If you have been following the presidential campaign, you have undoubtedly heard talk about the issue of gun manufacturer liability. Under the current state of the law, gun manufacturers are immune from suit except under special circumstances. With the number of mass shootings in recent years and the press coverage surrounding the lawsuit filed against Remington by the families of Sandy Hook victims, the issue of gun manufacturer liability has understandably been one of the hot button variety. How a person feels about gun manufacturer liability is often co-mingled with the much broader (and often politicized) issue of gun control and the Second Amendment. But, we here at Abnormal Use must ask the question: How does gun manufacturer liability stand up when stripped away of its political overtones?
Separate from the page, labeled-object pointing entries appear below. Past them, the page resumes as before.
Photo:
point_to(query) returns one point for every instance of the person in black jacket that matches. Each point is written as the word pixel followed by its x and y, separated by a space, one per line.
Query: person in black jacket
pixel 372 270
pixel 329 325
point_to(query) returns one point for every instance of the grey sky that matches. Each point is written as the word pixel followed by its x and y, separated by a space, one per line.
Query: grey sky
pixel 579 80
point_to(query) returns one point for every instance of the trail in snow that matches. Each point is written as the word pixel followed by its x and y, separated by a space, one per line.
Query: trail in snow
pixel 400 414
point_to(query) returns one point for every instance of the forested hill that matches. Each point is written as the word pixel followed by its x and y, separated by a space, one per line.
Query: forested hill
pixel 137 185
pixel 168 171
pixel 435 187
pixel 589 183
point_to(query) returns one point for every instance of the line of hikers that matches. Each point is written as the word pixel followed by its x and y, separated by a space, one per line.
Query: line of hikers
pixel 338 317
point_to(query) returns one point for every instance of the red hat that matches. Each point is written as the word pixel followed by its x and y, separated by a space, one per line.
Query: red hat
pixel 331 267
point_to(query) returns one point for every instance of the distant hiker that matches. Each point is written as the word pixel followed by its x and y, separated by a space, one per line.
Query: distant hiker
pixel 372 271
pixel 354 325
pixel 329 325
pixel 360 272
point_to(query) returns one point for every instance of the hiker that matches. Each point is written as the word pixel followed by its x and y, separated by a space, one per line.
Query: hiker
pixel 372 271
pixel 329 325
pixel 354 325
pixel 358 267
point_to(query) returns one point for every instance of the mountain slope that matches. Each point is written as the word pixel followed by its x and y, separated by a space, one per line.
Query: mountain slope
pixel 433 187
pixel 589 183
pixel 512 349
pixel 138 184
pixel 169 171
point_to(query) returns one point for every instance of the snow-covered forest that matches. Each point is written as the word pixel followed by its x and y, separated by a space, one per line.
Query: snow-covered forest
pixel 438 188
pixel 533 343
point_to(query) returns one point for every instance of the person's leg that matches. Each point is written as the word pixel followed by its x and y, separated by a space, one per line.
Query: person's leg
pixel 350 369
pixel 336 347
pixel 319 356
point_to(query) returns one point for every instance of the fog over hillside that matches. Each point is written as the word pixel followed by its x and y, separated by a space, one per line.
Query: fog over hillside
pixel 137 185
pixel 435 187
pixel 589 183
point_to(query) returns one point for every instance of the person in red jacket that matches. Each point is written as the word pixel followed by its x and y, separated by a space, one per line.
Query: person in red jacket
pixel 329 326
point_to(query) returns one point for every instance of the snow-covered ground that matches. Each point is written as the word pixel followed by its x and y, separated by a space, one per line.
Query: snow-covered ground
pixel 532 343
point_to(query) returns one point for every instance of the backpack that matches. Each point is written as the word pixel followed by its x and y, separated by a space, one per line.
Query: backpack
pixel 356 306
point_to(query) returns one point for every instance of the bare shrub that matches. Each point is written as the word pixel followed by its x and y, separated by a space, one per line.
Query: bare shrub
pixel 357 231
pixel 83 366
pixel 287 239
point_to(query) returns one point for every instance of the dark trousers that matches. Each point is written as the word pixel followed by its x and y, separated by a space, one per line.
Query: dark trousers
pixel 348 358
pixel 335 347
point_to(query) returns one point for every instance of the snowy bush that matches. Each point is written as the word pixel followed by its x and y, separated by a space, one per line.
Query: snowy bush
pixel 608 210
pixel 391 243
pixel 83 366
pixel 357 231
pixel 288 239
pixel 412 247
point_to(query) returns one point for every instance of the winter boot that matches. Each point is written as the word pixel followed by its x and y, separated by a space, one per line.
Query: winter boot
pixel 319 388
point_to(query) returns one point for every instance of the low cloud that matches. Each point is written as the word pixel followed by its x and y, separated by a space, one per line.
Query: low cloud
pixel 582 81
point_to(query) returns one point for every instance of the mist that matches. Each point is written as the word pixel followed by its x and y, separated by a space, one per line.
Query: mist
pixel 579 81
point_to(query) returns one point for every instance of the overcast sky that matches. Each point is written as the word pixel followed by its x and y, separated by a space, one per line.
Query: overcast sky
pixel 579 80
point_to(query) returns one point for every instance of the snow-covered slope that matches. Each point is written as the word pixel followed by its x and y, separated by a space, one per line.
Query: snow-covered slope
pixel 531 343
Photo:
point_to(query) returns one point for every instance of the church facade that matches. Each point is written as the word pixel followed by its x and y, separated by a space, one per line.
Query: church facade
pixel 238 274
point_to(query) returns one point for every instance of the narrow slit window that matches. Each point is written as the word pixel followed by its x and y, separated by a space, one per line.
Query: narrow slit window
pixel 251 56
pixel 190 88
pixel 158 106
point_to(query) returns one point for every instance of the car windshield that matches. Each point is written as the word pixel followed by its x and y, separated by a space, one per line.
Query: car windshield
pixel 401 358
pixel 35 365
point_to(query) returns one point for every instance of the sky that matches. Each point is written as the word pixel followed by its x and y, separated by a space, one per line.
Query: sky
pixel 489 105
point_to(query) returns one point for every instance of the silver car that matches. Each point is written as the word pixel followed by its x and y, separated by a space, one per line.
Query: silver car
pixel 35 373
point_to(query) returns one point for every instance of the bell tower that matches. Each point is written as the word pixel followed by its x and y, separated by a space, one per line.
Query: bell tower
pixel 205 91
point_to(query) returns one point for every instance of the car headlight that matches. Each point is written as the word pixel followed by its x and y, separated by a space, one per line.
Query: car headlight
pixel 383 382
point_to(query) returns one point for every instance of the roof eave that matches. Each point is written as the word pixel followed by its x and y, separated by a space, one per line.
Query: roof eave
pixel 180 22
To set the stage, today’s issues involve the Protection of Lawful Commerce in Arms Act (“PLCAA”), signed into law by President George W. Bush back in 2005. The PLCAA affords gun manufacturers and sellers immunity in state and federal lawsuits. The immunity, however, is not absolute. For example, there is no immunity in cases in which the seller knew the gun would be used in a crime, the gun buyer was obviously unfit to own a gun, the sale violated the law or the injury resulted from a manufacturing defect. Proponents of the PLCAA claim that the law is necessary because manufacturers should not be held responsible when a rogue gunman misuses the product. Opponents argue that the law provides manufacturers free rein to market and distribute guns like “assault rifles” that needlessly endanger the public.
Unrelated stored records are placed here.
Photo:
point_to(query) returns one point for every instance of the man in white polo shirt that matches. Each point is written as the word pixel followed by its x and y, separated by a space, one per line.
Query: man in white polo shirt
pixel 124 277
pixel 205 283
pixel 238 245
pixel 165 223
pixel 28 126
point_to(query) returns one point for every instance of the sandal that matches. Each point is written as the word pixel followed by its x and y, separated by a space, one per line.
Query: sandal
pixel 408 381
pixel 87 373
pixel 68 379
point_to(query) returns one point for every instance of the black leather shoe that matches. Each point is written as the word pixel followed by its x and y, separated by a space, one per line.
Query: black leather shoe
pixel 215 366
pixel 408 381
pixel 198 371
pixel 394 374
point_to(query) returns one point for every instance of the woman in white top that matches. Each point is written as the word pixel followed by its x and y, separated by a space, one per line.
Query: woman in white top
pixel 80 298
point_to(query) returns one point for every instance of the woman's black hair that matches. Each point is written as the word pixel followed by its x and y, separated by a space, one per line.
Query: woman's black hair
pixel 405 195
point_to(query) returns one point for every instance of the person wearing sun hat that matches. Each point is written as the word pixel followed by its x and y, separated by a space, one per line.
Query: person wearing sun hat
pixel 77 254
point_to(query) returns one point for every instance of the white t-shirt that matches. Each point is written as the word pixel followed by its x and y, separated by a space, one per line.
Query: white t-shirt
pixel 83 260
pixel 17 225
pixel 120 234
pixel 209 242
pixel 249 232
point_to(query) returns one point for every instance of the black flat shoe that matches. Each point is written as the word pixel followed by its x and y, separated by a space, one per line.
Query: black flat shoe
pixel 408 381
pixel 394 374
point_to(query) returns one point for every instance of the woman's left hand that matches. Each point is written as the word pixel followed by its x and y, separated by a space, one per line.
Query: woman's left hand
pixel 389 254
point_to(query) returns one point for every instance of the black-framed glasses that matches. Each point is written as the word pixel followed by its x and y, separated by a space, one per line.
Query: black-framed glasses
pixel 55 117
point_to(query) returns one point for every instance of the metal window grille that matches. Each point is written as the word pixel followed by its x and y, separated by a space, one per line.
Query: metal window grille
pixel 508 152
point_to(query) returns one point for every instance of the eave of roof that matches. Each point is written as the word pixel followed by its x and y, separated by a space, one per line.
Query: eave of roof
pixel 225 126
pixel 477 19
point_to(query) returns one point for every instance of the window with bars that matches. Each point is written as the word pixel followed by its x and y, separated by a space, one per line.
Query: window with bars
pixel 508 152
Admittedly, we can understand both sides of the issue. On the one hand, holding gun manufacturers liable for the misuse of non-defective products appears to defy basic product liability principles. Product liability typically rests on three theories (1) defective design, (2) manufacturing defects, or (3) failure to warn. If a person uses a product for a malevolent purpose, but the product is free of defects, then in most instances the manufacturer would be free of liability. If the product is defective and the defect results in injuries, then the manufacturer may be liable. The PLCAA recognizes this and contains an exception to immunity for defective guns. Guns like “assault rifles” are currently legal to sell, own, and possess. In some ways, holding a manufacturer liable for the crimes of others would be akin to holding Cutco liable for a knife attack or Louisville Slugger for an assault involving a baseball bat. On the other hand, guns like assault rifles are different than a kitchen knife or a baseball bat. The AR-15, the gun used in the Sandy Hook shootings, is a military grade assault weapon marketed to civilians. While technically legal, the weapon, unlike a kitchen knife or a baseball bat, arguably is not fit for any reasonable civilian use and needlessly endangers the public.
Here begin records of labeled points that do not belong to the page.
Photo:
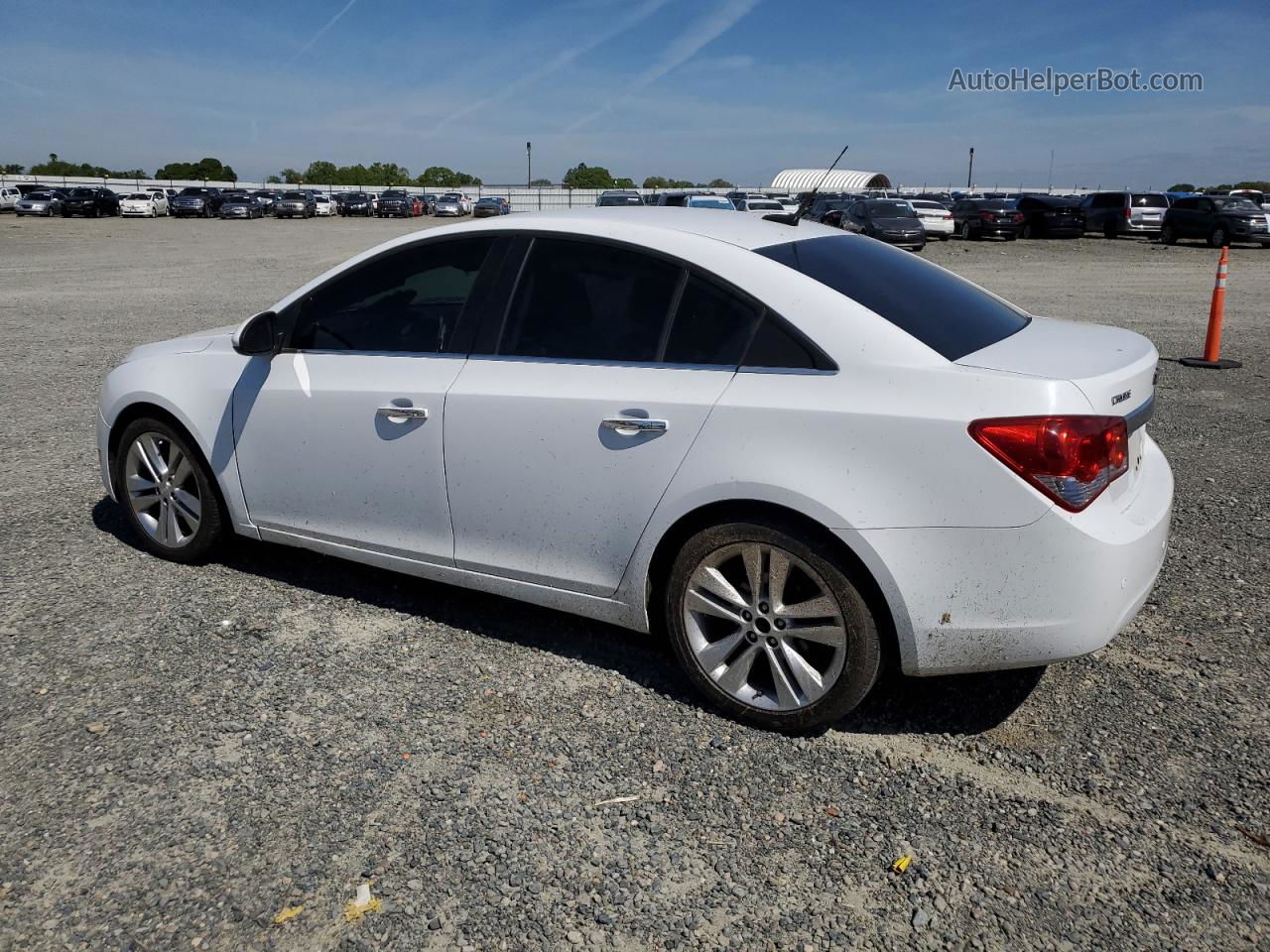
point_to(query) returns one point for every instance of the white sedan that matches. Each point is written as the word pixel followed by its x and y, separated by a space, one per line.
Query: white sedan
pixel 937 217
pixel 144 204
pixel 798 451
Josh Koskoff, the lawyer representing the Sandy Hook victims in the lawsuit against Remington, recently stated:
This case is about a particular weapon, the AR-15, and its sale to civilians. It has nothing to do with the firearms industry as a whole. The AR-15 is to guns what a tank is to cars — uniquely dangerous and not suitable to public use. The AR-15 was designed and manufactured for the military for the purpose of killing the enemy with maximum efficiency. The families’ lawsuit does not contend that Remington should be held liable simply for manufacturing the AR-15. Indeed, Remington and other manufacturers’ production of the AR-15 is essential to the military and law enforcement. But Remington is responsible for its choice to sell that same weapon to the public, and for highlighting the military and assaultive capacities of the weapon in its marketing.
While we do not necessarily agree with all of Koslkoff’s contentions, he makes an interesting argument. What do you think?